On my first visit to the Hollywood newcomer, we ordered every meatball offered except for the daily special. Balls are paired with one of five sauces and can be assembled as a slider, grinder, side stacker (three balls on a side), ball-a-carte or a ball flight (yes, there are plenty of opportunites for ball jokes here, but I'm not going to twist the knife even further). There are multiple combinations of balls and sauces and styles and sides, which means that whether you go classic spaghetti and meatballs or try a more creative option, there's bound to be one that works, right?
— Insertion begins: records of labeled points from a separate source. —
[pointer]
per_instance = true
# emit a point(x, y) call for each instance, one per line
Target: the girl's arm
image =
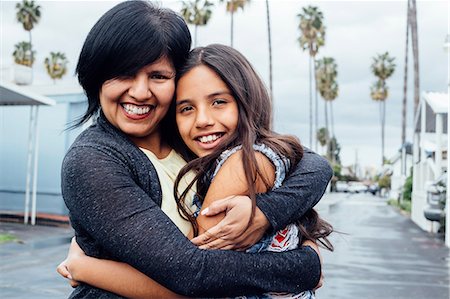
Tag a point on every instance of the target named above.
point(115, 277)
point(124, 280)
point(115, 218)
point(230, 181)
point(300, 191)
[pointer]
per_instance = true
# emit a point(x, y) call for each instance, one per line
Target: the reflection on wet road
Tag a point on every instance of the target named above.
point(381, 253)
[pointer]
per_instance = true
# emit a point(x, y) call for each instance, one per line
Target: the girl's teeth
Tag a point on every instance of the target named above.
point(208, 138)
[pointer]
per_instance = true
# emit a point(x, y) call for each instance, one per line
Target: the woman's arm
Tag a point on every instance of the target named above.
point(301, 191)
point(116, 219)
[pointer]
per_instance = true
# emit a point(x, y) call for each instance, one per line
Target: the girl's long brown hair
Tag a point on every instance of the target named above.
point(254, 126)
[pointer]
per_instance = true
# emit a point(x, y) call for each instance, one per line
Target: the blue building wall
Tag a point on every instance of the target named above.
point(54, 140)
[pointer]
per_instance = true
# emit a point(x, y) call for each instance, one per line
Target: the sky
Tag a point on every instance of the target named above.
point(355, 32)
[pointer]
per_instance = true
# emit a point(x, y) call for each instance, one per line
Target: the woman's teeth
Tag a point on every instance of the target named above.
point(133, 109)
point(209, 138)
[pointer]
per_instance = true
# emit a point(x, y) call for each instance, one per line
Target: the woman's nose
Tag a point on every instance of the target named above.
point(140, 88)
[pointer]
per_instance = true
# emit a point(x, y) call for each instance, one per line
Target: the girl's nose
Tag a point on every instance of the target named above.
point(204, 118)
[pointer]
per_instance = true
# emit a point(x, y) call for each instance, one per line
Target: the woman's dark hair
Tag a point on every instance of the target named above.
point(129, 36)
point(254, 126)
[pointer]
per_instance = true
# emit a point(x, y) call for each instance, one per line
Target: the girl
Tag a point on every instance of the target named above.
point(223, 115)
point(227, 126)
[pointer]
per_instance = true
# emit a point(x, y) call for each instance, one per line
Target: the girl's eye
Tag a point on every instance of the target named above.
point(160, 76)
point(185, 109)
point(219, 102)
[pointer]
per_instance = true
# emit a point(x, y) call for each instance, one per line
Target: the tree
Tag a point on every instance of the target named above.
point(415, 46)
point(312, 37)
point(322, 136)
point(269, 41)
point(23, 54)
point(197, 13)
point(382, 67)
point(56, 65)
point(326, 84)
point(29, 15)
point(233, 6)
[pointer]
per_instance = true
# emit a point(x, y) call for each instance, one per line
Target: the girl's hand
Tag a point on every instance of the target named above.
point(314, 246)
point(234, 231)
point(75, 252)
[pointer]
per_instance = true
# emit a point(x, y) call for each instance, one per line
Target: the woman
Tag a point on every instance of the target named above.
point(127, 68)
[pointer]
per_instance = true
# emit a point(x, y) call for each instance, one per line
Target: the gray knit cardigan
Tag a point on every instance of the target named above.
point(113, 194)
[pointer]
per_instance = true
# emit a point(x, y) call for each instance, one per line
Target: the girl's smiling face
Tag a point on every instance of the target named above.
point(206, 111)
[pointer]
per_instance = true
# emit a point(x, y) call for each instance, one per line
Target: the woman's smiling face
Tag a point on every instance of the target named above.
point(136, 105)
point(206, 111)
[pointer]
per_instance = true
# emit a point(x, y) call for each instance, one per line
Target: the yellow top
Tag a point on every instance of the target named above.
point(168, 169)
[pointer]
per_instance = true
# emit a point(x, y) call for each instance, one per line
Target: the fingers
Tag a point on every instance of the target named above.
point(63, 271)
point(74, 283)
point(210, 235)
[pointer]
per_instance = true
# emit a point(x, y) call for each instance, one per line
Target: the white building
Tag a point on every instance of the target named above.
point(430, 152)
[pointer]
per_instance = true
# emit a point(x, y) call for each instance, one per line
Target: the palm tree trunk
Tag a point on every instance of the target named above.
point(231, 30)
point(327, 139)
point(310, 102)
point(332, 118)
point(405, 82)
point(270, 50)
point(31, 49)
point(195, 35)
point(382, 120)
point(415, 54)
point(316, 109)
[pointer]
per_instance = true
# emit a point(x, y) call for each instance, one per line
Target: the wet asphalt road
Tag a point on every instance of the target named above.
point(379, 254)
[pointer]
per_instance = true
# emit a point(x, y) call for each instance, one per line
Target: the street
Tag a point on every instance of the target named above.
point(379, 253)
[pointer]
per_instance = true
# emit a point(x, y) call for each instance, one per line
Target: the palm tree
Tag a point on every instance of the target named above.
point(270, 50)
point(415, 46)
point(29, 15)
point(405, 79)
point(232, 7)
point(56, 65)
point(312, 38)
point(382, 67)
point(326, 76)
point(23, 54)
point(196, 14)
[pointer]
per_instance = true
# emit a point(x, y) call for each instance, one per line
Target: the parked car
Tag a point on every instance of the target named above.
point(357, 187)
point(341, 186)
point(373, 188)
point(436, 197)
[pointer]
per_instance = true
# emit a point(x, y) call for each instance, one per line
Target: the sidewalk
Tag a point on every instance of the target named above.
point(379, 254)
point(28, 265)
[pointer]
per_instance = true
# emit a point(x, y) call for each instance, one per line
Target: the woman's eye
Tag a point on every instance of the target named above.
point(185, 109)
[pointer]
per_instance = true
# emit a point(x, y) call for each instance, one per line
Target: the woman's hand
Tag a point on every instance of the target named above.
point(234, 231)
point(314, 246)
point(75, 252)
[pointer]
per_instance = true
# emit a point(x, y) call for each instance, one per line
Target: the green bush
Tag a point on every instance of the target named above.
point(384, 182)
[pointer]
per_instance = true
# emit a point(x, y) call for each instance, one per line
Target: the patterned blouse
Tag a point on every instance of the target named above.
point(282, 240)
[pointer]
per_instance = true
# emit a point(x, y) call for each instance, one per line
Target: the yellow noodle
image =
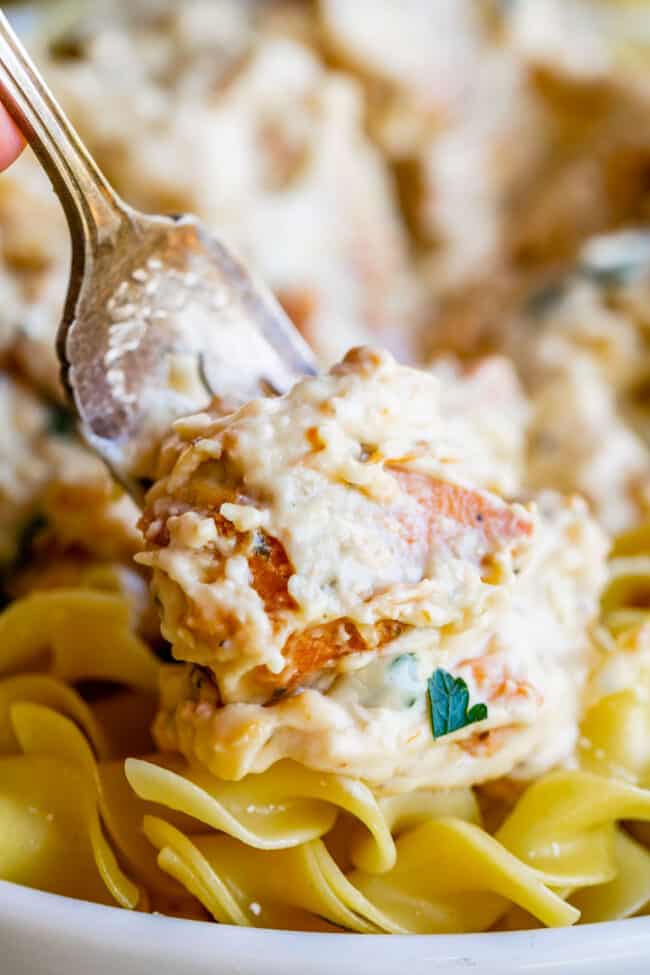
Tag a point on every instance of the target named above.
point(75, 634)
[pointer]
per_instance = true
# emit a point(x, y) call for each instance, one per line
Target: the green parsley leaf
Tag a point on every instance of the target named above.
point(448, 701)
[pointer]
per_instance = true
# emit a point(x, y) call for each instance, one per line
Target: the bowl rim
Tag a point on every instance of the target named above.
point(26, 913)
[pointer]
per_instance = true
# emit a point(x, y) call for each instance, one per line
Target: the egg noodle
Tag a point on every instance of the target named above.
point(85, 814)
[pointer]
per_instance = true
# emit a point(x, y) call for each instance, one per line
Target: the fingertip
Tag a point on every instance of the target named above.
point(12, 142)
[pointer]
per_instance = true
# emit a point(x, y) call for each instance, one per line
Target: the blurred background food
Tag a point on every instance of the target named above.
point(437, 176)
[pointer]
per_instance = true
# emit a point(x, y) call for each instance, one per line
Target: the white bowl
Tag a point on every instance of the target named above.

Wrong. Each dish arrived on our table in a rustic iron skillet, with portions leaning towards the small side but still promising a true meatball experience. And here's what happened: our beef balls, a blend of Angus beef and pork, sat on greasy, lukewarm noodles and a small spoonful of generic tomato sauce. The meat was underseasoned and overbaked—and prompted an uneasy look around the table. "It's alright," said a friend politely after trying a bite, but none of us were as polite with the Turducken grinder smothered in creamy cheese (a mix, our waiter told us, of Gouda and Parmesan). It was as gross as it sounds, but even with a different sauce—the classic pesto? the sauce of the day?—I doubt it would have been any better. Bland and delivering a consistency that oscillated between mushy and chunky, the meat hybrid left us feeling a tad queasy (to paint a picture: between the four of us, we left half of the grinder on the plate).
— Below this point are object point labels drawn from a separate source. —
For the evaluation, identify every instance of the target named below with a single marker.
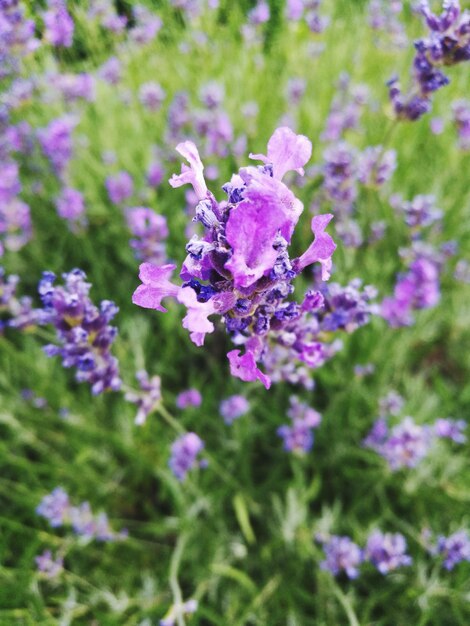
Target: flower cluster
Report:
(298, 437)
(58, 24)
(83, 330)
(184, 452)
(241, 269)
(407, 443)
(308, 11)
(57, 509)
(448, 43)
(149, 232)
(48, 565)
(386, 551)
(15, 312)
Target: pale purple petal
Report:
(322, 247)
(155, 287)
(286, 151)
(244, 367)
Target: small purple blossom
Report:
(177, 611)
(187, 398)
(298, 437)
(58, 24)
(120, 187)
(184, 452)
(233, 407)
(461, 119)
(55, 507)
(147, 398)
(342, 555)
(56, 142)
(387, 551)
(152, 95)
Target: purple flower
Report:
(450, 429)
(56, 142)
(260, 14)
(189, 397)
(49, 565)
(120, 187)
(184, 452)
(342, 555)
(454, 549)
(299, 436)
(58, 24)
(55, 507)
(376, 166)
(71, 205)
(233, 407)
(448, 43)
(152, 95)
(15, 225)
(386, 551)
(147, 398)
(111, 71)
(461, 118)
(286, 151)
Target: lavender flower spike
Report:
(193, 174)
(156, 286)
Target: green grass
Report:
(245, 525)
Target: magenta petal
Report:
(155, 287)
(196, 320)
(322, 247)
(193, 174)
(244, 367)
(148, 298)
(286, 151)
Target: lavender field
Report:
(234, 313)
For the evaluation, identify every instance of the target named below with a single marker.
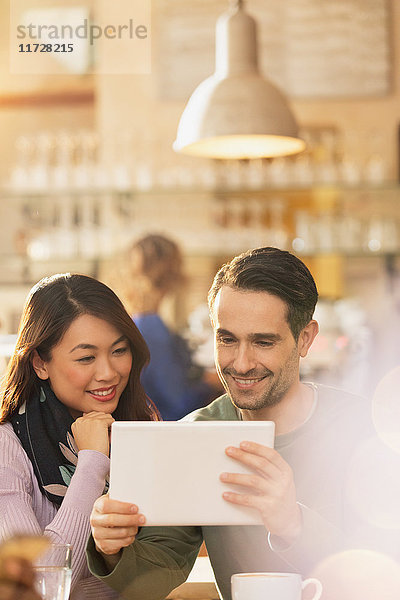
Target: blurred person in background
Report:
(176, 385)
(75, 369)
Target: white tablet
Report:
(171, 469)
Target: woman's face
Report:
(89, 367)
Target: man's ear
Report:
(306, 337)
(39, 366)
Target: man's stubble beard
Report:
(274, 394)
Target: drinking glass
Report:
(53, 572)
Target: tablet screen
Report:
(171, 469)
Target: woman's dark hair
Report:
(274, 271)
(52, 305)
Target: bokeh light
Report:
(359, 575)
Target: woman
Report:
(75, 368)
(154, 270)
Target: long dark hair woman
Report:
(75, 369)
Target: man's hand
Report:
(114, 524)
(270, 490)
(91, 432)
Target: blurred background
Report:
(87, 167)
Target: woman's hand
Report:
(91, 432)
(114, 524)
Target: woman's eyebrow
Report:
(84, 346)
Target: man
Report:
(261, 307)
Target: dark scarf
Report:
(43, 426)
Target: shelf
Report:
(388, 187)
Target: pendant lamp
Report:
(236, 113)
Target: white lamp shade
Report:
(236, 113)
(242, 116)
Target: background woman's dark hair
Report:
(274, 271)
(52, 305)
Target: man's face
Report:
(256, 355)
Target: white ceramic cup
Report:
(271, 586)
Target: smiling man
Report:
(261, 307)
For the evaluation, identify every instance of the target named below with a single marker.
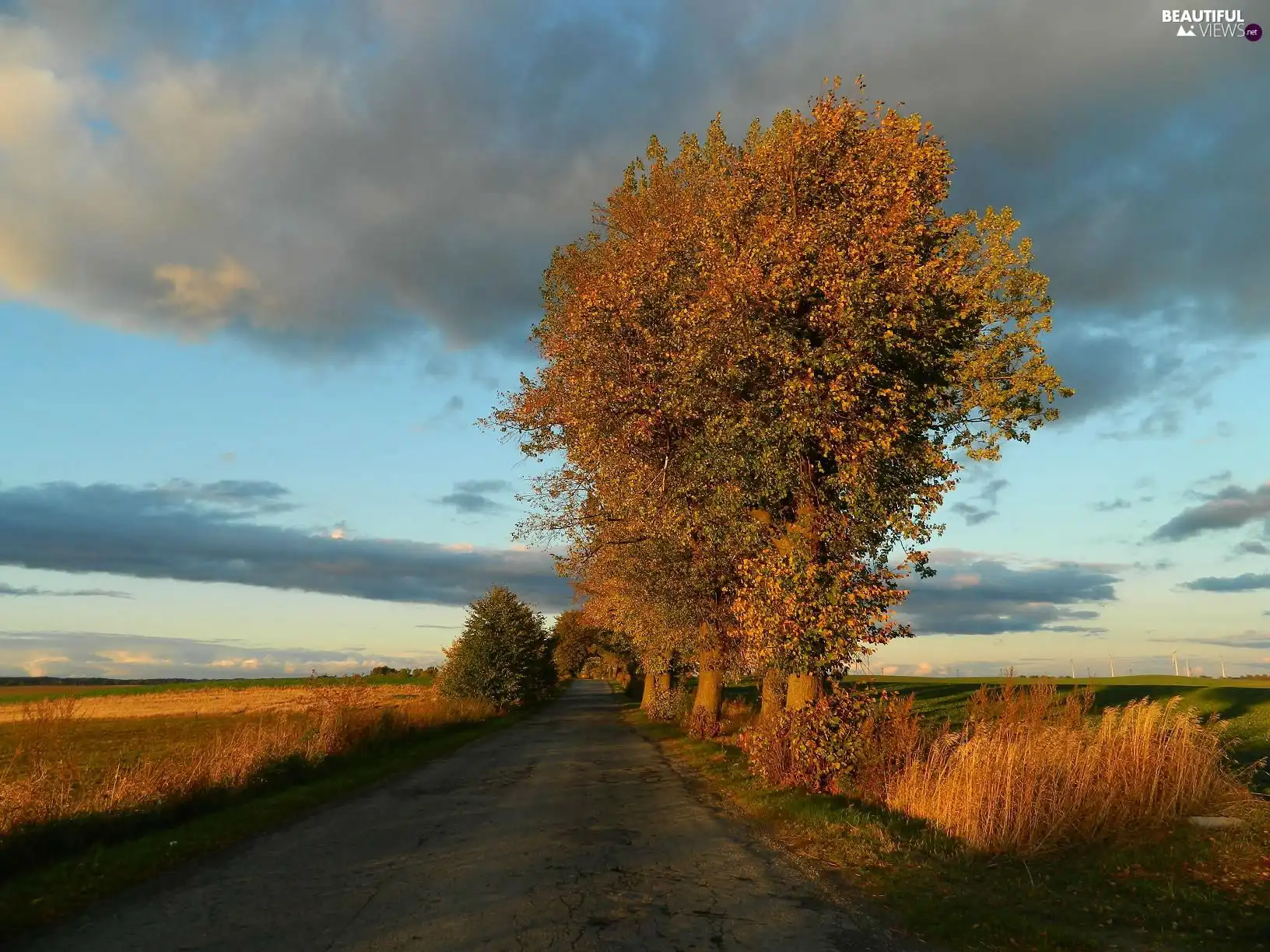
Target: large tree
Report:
(770, 359)
(503, 654)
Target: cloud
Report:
(335, 180)
(1227, 509)
(5, 590)
(88, 654)
(974, 594)
(1249, 582)
(472, 496)
(211, 534)
(986, 503)
(1258, 640)
(1113, 506)
(1252, 548)
(450, 408)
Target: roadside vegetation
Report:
(1002, 856)
(102, 786)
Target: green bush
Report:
(503, 655)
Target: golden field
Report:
(68, 755)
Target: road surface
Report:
(566, 831)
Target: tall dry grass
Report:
(1029, 772)
(46, 779)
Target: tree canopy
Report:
(503, 654)
(761, 375)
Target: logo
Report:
(1217, 24)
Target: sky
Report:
(263, 265)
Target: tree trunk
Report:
(803, 689)
(709, 700)
(657, 683)
(773, 698)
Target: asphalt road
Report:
(566, 831)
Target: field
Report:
(104, 785)
(1171, 886)
(1242, 705)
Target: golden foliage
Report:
(788, 331)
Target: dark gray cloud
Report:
(88, 654)
(448, 409)
(377, 169)
(980, 596)
(1247, 582)
(30, 590)
(484, 486)
(197, 536)
(1249, 639)
(1227, 509)
(984, 504)
(472, 496)
(1104, 506)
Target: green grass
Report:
(1184, 889)
(14, 691)
(76, 863)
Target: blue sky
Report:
(259, 275)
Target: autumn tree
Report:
(769, 359)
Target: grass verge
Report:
(1177, 890)
(153, 842)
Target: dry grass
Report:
(47, 775)
(210, 702)
(1030, 773)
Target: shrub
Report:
(503, 655)
(813, 747)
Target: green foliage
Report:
(576, 642)
(503, 655)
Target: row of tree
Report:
(761, 373)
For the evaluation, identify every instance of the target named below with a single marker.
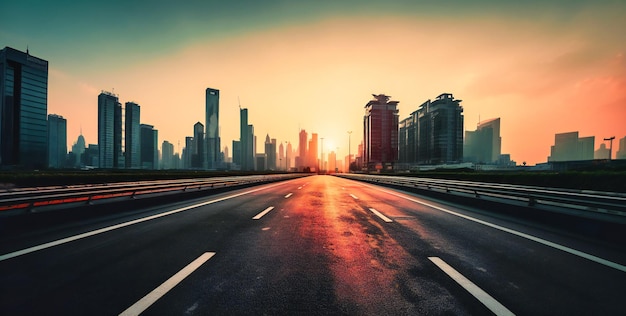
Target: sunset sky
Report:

Our waiter didn't exactly sell us the place, either. "I'm a big meat-eater, but my favorite is the veggie meatball," he said, when asked for recommendations. Oh, great. We tried the veggie variation with pesto sauce as a slider, and while the ball itself was decent—a blend of butternut squash, chickpeas and quinoa—the bun shimmered with too much butter and the pesto left a bitter aftertaste. Maybe the special ball of the day would be better, and on my second visit I went for it, a chicken tikka variety over sautéed greens and drizzled in masala sauce. But the chicken was extremely dry, even when followed by a swig of beer, and the greens a stringy, flavorless mess. Other dishes were doomed not by the balls, but by the accompanying sides and sauces. The pork meatball was the best of the bunch, and yet, both times I ordered it—once with polenta, once over mashed potatoes—the mushroom gravy ladled on top promptly ruined the dish with its watery consistency and rubbery mushrooms.
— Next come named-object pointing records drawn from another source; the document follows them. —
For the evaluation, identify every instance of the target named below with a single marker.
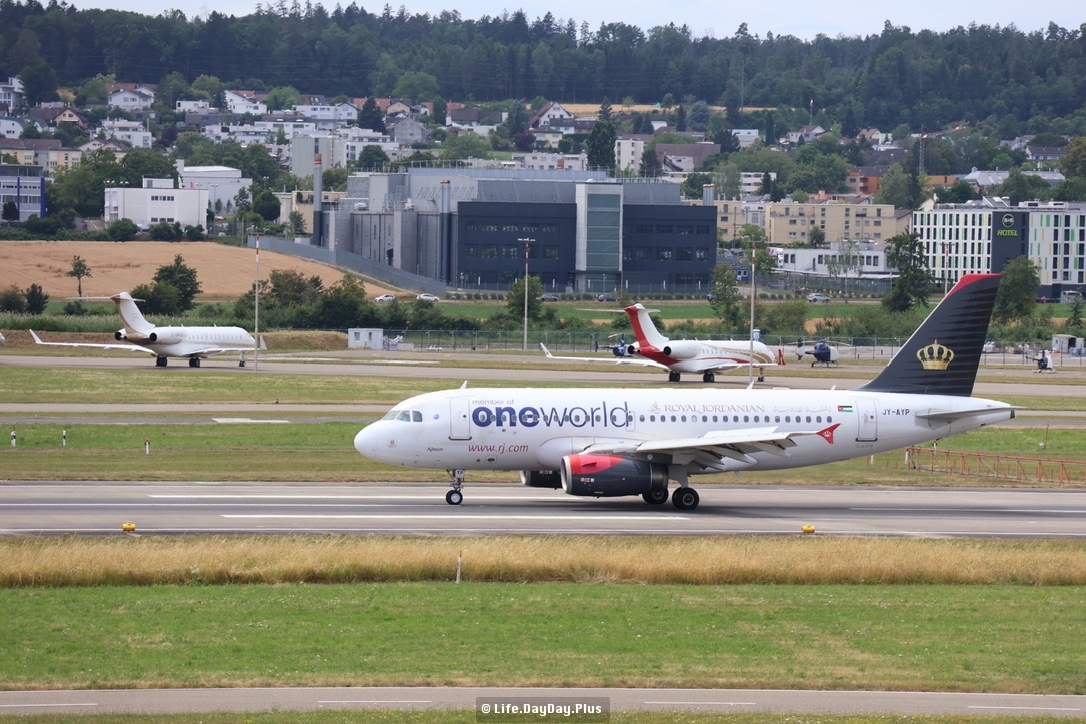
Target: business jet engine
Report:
(682, 348)
(541, 479)
(608, 475)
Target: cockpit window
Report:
(403, 416)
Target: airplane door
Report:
(459, 421)
(869, 420)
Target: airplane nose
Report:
(365, 442)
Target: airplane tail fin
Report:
(643, 327)
(130, 316)
(943, 355)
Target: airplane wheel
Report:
(685, 498)
(656, 496)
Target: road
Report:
(35, 508)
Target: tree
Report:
(515, 300)
(267, 205)
(182, 278)
(370, 116)
(79, 269)
(727, 301)
(36, 300)
(906, 253)
(601, 141)
(1017, 297)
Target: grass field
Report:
(792, 612)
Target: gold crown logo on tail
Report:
(935, 356)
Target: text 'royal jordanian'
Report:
(634, 442)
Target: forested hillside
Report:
(1017, 81)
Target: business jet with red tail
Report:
(603, 442)
(705, 357)
(196, 343)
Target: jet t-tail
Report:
(196, 343)
(705, 357)
(603, 442)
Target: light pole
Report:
(525, 341)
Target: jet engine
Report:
(682, 348)
(541, 479)
(608, 475)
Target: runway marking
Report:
(1028, 708)
(399, 517)
(375, 701)
(1068, 511)
(706, 703)
(28, 706)
(342, 497)
(247, 420)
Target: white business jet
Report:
(163, 342)
(604, 442)
(678, 356)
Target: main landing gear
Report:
(685, 498)
(454, 497)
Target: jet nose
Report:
(365, 442)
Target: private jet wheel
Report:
(656, 496)
(685, 498)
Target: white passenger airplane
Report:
(632, 442)
(678, 356)
(163, 342)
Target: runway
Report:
(485, 701)
(59, 508)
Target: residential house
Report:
(12, 98)
(47, 153)
(25, 187)
(805, 135)
(240, 102)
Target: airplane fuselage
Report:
(189, 341)
(534, 429)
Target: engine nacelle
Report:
(609, 475)
(682, 348)
(541, 479)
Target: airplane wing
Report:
(129, 347)
(712, 447)
(613, 360)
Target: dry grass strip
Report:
(125, 560)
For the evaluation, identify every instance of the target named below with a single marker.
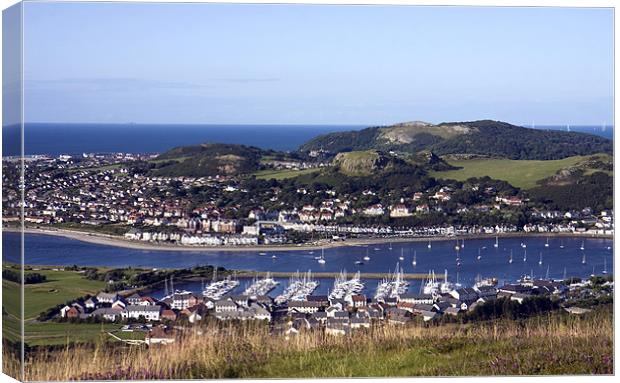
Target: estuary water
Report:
(562, 257)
There will be some people who will still think this sounds like a cool idea, and they'd be right: a meatballery is a cool idea. Maybe you'll come for a pint of craft beer and a plate of well-executed brussels sprouts (really!), or you'll find the dim, tunnel-like atmosphere romantic enough to split a root beer float with your date. But you won't—or at least, you shouldn't—come for the meatballs. And in a restaurant where meatballs make up half of the mission statement, that's a helluva dish to screw up.

What to Eat: I don't know, the donut balls ($4)?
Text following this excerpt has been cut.